By Chad Harbach
Slate, November 26, 2010
Edited by Andy Ross
The Master of Fine Arts program has long existed as an object of satire. But
as the mass readership of literary fiction has peaked and subsided, and the
march of technology sends the New York publishing world into spasms of
anxiety, the MFA program has picked up the financial slack.
now two literary cultures in the United States: one condensed in New York
City, the other spread across a diffuse network of provincial college towns.
Each culture has its own canonical works and heroic figures. Each has its
own logic of social and professional advancement. Each affords its own
freedoms and exerts its own pressures.
The model for the MFA fiction
writer is the poet. Poets have long been professionally bound to academia.
The poet earns money as a teacher, not by publishing poems. MFA programs
shelter their students from the market. The student can publish now or ever,
so long as she serves her muse. As teaching jobs multiply, MFA programs
become more professional.
For the MFA writer, a published book is a
credential. The fiction writer publishes her book of stories, or her novel,
to cap off her MFA. The New York publishing houses become ever harder as
they battle other media, but the MFA writer can ignore them. Independent and
university presses will do just fine.
The MFA writer escapes some
pressures and submits to others. Early in her career, she is all in a rush
to publish, in order to get a job. This can encourage the publication of
weak books. Later, the pressure is not to publish at all. A professor gets
paid to administer a department.
The MFA system nudges the writer
toward writing short stories. The programs are organized around the story
form. The short story is the primary pedagogical form. To learn how to write
short stories, you also have to read them. MFA professors recommend story
collections to their students. The system encourages story writers. No one
reads short stories for fun.
The MFA and NYC cultures have formed
parallel and competing canons of contemporary literature. The NYC canon
includes a few superstars and a changing group of acclaimed young novelists.

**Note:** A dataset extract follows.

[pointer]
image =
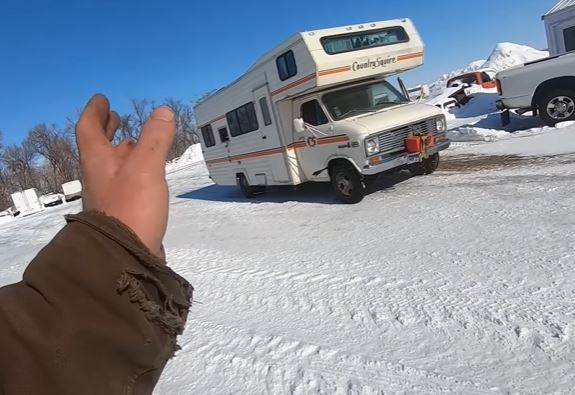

Except at the very top, reputation in this world depends directly on the
market and the reviews and prizes. The MFA canon consists mainly of short
stories. The short fiction anthologies commonly used in introductory courses
make up the canon. Compared with the NYC canon, it has a less masculine tone
and a more overt interest in cultural pluralism.
New York publishing
increasingly resembles the Hollywood world of blockbuster-or-bust. A handful
of books earn all the hype and do huge business. A few others survive on a
low budget. The rest die. Advances are either astronomic or pitiful. The
blockbuster novelist sells movie rights and translation rights. The money
makes money. The rich get richer and the rest live on hope and copy editing.
The NYC writer earns money by writing novels. NYC writers go for
readability. A weakened market for literary fiction makes publishing houses
less likely than ever to waste time on work that fails to hook the reader
right away. Publishers think reading comprehension and attention spans have
declined. They compete for attention with other media.
NYC writers work
hard to write readable prose and tie up their plots neatly. The current
archetype of this kind of novel is Jonathan Franzen's Freedom. Freedom
grapples with overpopulation in a riveting way. The novelist who converts
heroic effort into effortless prose has come to seem like the willed effort
of the entire culture to create a novel worth reading.